If your students have one main takeaway from your class, what would you like it to be?
I want my students to know that IOCA is more than just a program about theater. This program is about heart and soul. At the end of a session, I hope that each and every single student found out something about themselves that they never knew before. Whether it be a newfound talent or cool new favorite genre. My biggest wish is for them to learn how to mold and nurture their hearts, minds, and souls. You can’t spell heart without ART.
Tell us about a memorable class/student/lesson.
There are so many now! As I progress with the program I meet new students that just blow me away! I will always remember one student who was so bright and funny, with so much charisma. They were fantastic at acting and amazing in comedy. This student was so fiercely true to themselves that it was always so incredible to see them process the storyline then actualize it with such ease. I will always be blown away.
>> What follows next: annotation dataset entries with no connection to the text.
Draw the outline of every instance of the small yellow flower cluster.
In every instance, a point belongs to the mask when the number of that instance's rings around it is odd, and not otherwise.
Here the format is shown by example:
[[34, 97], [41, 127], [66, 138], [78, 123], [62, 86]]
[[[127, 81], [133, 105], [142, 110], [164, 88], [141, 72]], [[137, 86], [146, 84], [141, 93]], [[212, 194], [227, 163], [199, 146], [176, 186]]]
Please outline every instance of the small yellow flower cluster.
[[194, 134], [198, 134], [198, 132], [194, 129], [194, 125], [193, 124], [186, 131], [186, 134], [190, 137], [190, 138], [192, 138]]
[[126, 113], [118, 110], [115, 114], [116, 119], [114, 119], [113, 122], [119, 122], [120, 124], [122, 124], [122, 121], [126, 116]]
What famous person, either dead or alive, would you choose to take out for coffee?
This is definitely a difficult question. I think that the person I would like to choose is Jim Henson. He was such a creative genius and was always creating such a beautiful form of entertainment every chance he got. He created a universe that is still recognized to this day even after his passing. I want to know where he drew inspiration from. What kept him going even when he was tired? How did he organize his ideas? How can I start creating?
Overall, I have and always will be 100% dedicated to a program that not only brightened my life but also changed my life forever. The concepts and skills that I have learned throughout the years with this program have made me extremely excited to see what I can create next. Art equals life, forever.